Già con la sentenza n. 44 del 2011, la Corte Costituzionale aveva stabilito che «la previsione legislativa regionale diretta allo svolgimento di attività che estrinsecandosi nell’addestramento di cani, non solo da caccia, ed in prove zootecniche, vanno a interagire con l’habitat naturale, non appare rispettosa dei livelli di tutela dell’ambiente, contenuti nella normativa statale» ed aveva ritenuto «illegittima la previsione che contemplava l’istituzione, da parte di Comuni compresi nel territorio dei parchi, con la cooperazione solo eventuale degli organi del parco, di aree cinofile adibite all’addestramento ed allenamento dei cani».
In particolare, la stessa sentenza n. 44 del 2011 aveva chiarito che «lo svolgimento di attività che pur riconducibili alle esigenze di sviluppo economico del territorio, determinano, secondo la previsione della legge impugnata, un particolare afflusso di persone e di animali nel territorio del parco, va rimesso alla regolamentazione tecnica dell’ente preposto all’area protetta (sentenza n. 108 del 2005)».
Per questo la Corte Costituzionale ha sentenziato che «Il vizio di illegittimità costituzionale della legge reg.
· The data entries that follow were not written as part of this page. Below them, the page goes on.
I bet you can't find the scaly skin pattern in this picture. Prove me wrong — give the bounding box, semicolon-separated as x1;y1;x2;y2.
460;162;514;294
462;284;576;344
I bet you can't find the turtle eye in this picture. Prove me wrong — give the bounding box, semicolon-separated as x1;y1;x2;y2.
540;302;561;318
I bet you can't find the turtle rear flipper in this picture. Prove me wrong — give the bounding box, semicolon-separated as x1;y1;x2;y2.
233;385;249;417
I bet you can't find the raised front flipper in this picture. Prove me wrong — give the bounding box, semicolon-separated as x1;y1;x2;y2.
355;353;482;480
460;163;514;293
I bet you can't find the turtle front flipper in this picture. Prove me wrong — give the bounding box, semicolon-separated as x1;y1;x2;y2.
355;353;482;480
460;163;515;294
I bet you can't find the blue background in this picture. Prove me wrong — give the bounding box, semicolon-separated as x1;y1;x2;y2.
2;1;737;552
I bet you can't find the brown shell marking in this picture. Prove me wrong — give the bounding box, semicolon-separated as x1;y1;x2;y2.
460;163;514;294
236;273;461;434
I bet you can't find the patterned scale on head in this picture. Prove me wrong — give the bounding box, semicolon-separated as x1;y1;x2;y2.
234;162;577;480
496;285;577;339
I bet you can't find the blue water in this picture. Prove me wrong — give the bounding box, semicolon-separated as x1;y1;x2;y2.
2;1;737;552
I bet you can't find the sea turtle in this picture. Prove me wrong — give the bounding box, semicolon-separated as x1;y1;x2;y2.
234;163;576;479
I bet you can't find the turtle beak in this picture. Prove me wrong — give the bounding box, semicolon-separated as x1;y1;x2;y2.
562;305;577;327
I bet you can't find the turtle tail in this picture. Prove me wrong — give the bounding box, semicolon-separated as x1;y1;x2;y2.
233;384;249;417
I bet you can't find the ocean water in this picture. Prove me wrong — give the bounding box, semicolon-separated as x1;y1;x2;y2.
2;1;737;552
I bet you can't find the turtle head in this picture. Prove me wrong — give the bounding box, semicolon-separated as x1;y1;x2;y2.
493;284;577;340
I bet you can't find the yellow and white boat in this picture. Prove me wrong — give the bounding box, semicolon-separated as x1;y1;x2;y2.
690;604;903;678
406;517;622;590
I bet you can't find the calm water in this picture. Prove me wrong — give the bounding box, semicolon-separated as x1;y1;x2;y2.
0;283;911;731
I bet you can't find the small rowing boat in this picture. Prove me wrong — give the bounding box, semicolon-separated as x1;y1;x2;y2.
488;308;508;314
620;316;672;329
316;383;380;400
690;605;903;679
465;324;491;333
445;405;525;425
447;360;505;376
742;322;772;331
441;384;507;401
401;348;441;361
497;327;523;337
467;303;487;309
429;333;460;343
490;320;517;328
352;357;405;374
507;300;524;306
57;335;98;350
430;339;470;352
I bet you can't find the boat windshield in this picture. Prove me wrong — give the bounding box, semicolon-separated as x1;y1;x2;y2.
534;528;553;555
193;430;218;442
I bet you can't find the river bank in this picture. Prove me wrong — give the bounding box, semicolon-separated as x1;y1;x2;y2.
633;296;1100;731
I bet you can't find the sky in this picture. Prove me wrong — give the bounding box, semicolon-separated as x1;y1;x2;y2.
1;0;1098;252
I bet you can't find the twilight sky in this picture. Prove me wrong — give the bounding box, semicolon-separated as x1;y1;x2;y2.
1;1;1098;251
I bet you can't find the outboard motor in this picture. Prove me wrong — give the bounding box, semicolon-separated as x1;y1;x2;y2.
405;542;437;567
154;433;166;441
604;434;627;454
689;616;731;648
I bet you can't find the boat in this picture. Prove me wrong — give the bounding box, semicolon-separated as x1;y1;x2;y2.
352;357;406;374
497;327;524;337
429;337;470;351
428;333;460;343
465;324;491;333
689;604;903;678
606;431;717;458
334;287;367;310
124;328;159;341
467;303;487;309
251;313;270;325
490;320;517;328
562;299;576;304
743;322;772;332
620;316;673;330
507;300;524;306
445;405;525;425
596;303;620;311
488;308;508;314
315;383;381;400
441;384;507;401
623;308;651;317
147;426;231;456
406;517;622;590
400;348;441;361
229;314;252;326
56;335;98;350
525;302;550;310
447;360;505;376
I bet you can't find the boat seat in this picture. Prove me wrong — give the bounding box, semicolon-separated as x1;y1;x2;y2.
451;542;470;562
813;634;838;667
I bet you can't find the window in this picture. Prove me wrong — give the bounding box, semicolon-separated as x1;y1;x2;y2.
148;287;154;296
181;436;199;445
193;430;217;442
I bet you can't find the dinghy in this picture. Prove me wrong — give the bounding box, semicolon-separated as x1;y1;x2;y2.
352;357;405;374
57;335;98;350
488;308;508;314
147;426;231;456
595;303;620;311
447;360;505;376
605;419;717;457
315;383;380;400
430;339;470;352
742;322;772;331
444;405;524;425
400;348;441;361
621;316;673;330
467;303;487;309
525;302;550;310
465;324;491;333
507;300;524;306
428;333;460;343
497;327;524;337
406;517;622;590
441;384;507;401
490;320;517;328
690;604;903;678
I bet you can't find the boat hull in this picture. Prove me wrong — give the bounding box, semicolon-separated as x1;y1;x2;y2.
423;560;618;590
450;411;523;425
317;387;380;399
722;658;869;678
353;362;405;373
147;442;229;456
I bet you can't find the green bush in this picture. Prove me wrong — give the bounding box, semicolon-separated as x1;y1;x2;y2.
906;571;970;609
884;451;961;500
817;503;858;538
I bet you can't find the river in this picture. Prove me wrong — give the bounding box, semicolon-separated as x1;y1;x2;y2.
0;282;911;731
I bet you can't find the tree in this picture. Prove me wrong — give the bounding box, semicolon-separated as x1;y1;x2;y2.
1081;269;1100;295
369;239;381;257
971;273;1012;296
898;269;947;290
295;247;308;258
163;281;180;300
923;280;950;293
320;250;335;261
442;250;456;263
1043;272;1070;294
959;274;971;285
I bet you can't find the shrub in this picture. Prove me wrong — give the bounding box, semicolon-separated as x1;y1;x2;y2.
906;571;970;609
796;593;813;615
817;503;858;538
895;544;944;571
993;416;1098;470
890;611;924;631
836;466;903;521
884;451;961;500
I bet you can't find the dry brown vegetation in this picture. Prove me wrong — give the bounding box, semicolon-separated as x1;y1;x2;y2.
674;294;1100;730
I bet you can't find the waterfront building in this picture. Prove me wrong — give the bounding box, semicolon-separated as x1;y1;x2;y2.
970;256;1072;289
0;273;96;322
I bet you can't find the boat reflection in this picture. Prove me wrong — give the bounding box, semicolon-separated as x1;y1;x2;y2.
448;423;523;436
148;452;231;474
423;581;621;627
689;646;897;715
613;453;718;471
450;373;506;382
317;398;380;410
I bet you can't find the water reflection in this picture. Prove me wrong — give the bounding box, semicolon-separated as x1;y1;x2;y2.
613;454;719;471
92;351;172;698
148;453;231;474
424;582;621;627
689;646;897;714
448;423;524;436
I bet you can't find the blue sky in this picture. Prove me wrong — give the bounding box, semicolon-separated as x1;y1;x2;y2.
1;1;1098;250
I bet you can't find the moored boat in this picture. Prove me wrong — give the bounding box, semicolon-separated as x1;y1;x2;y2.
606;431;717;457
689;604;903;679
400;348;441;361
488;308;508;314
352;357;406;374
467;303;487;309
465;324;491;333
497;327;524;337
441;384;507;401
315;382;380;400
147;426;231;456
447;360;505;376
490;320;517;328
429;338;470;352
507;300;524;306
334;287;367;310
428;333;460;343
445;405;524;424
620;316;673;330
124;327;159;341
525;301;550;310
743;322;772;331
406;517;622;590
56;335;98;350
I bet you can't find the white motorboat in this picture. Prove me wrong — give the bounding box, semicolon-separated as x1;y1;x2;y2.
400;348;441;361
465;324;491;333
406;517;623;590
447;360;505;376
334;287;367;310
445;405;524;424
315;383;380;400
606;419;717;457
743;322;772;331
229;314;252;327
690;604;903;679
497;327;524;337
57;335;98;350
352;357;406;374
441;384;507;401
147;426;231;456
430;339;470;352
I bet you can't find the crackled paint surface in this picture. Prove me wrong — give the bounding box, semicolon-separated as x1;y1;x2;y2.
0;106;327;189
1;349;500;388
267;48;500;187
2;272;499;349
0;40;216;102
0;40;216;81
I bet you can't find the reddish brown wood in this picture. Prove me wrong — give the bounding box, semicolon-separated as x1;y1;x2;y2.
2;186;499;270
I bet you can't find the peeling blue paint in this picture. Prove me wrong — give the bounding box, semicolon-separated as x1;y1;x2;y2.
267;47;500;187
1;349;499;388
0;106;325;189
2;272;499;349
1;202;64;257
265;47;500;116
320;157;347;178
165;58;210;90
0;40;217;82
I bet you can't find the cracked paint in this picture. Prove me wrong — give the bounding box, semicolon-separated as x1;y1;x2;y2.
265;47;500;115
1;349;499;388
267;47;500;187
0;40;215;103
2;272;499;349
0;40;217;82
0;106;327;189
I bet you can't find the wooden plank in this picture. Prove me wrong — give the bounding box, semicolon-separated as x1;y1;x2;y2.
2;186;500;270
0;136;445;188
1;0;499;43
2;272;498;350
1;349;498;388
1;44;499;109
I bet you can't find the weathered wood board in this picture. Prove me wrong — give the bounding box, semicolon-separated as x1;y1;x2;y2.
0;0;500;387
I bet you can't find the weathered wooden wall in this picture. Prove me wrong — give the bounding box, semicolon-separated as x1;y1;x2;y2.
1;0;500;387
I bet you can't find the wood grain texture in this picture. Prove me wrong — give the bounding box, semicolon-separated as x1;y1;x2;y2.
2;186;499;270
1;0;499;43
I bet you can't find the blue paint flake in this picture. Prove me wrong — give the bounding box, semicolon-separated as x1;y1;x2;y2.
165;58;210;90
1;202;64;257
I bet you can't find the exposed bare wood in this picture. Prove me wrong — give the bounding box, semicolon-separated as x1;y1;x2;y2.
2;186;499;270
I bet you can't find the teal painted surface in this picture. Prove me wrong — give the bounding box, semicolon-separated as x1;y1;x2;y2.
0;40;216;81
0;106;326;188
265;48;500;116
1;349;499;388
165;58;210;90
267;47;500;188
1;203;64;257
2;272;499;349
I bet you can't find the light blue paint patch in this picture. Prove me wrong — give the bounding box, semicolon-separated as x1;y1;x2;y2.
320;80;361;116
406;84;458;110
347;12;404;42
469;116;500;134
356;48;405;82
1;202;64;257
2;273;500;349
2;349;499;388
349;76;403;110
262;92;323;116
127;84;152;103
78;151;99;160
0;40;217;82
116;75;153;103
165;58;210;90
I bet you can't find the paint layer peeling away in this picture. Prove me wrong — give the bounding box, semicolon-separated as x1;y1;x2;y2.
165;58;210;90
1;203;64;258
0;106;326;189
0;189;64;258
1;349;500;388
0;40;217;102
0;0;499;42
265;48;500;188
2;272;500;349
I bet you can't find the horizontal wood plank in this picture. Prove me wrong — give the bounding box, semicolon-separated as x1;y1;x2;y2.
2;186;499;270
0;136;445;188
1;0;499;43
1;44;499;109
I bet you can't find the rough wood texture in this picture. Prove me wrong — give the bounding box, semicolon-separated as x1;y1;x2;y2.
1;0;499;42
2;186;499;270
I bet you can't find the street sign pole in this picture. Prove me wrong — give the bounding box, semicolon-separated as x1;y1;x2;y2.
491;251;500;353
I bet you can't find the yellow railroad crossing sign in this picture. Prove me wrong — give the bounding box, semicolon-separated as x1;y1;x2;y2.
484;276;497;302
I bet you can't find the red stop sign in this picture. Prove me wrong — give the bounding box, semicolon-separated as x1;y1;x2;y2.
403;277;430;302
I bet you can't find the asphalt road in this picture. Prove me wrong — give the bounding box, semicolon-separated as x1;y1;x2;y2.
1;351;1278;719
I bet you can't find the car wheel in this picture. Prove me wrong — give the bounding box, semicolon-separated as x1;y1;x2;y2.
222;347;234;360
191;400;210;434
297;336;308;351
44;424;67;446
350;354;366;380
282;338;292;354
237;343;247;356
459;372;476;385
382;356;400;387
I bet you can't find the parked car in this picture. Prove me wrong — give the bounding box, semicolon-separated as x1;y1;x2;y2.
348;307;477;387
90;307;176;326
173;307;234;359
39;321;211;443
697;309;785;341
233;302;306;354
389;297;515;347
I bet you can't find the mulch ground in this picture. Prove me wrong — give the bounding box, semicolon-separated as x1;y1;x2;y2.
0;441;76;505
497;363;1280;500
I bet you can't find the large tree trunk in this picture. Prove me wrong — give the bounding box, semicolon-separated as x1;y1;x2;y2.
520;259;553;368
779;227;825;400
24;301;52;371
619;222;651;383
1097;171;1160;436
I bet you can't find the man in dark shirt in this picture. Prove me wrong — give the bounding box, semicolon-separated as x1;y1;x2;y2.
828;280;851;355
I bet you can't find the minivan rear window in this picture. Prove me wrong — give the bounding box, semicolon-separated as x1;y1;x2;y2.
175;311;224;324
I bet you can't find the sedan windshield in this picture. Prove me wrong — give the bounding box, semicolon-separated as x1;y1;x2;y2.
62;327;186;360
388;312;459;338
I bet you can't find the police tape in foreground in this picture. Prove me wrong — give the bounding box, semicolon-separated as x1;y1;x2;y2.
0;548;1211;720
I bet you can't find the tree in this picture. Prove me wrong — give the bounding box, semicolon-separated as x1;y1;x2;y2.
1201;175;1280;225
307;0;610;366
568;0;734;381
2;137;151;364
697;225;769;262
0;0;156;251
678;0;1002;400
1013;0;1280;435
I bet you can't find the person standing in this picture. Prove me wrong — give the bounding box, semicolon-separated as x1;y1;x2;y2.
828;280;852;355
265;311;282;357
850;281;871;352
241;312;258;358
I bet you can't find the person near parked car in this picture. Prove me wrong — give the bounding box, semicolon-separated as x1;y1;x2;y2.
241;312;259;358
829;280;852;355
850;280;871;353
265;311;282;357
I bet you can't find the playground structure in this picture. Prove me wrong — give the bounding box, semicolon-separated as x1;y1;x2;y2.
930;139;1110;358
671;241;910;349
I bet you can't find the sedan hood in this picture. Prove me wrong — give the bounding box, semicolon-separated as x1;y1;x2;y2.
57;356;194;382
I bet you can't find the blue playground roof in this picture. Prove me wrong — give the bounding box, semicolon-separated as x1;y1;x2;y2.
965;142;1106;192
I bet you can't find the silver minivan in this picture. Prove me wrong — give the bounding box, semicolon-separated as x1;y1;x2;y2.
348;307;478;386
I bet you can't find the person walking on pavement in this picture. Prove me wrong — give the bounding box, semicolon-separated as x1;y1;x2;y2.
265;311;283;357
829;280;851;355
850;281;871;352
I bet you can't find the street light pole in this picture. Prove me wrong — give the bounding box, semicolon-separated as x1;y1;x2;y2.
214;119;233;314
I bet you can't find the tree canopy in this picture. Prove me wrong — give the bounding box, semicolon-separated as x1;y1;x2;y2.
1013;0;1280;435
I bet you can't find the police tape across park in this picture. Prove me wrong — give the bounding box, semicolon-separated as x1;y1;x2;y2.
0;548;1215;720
Abruzzo n. 11 del 2016 non può essere superato dalla delimitazione temporale e spaziale delle attività, che sono autorizzate per otto mesi l’anno e su una quota parte dell’area protetta. In primo luogo, l’argomento non è spendibile per la disposizione transitoria, che non contempla tali limitazioni. In ogni caso, va considerato che il legislatore statale non distingue, all’interno delle aree protette, sottozone in relazione alla specifica attività esercitabile, ma prescrive un indistinto sistema di protezione, quale livello minimo di tutela ambientale, in cui è incluso il divieto di disturbo delle specie animali in tutta l’area, derogabile soltanto a seguito della valutazione dell’ente parco. Peraltro, tale divieto di disturbo, in riferimento ad alcuni animali protetti che popolano i parchi abruzzesi, quali il lupo, l’orso bruno e il camoscio, trova puntuale corrispondenza, senza possibilità di deroghe, nell’art. 8 del d.P.R. 8 settembre 1997, n. 357 (Regolamento recante attuazione della direttiva 92/43/CEE relativa alla conservazione degli habitat naturali e seminaturali, nonché della flora e della fauna selvatiche). La presenza, autorizzata con legge, di cani, estranei all’habitat tutelato, all’interno dei parchi e delle riserve regionali è, dunque, ad un tempo lesiva degli obblighi comunitari e dei livelli minimi di tutela ambientale prescritti dal legislatore nazionale e contrasta, quindi, con l’art. 117, primo e secondo comma, lettera s), Cost.»
Per questi motivi, la Corte Costituzionale «dichiara l’illegittimità costituzionale dell’art. 4 della legge della Regione Abruzzo 13 aprile 2016, n. 11 (Modifiche alle leggi regionali 25/2011, 5/2015, 38/1996 e 9/2011)».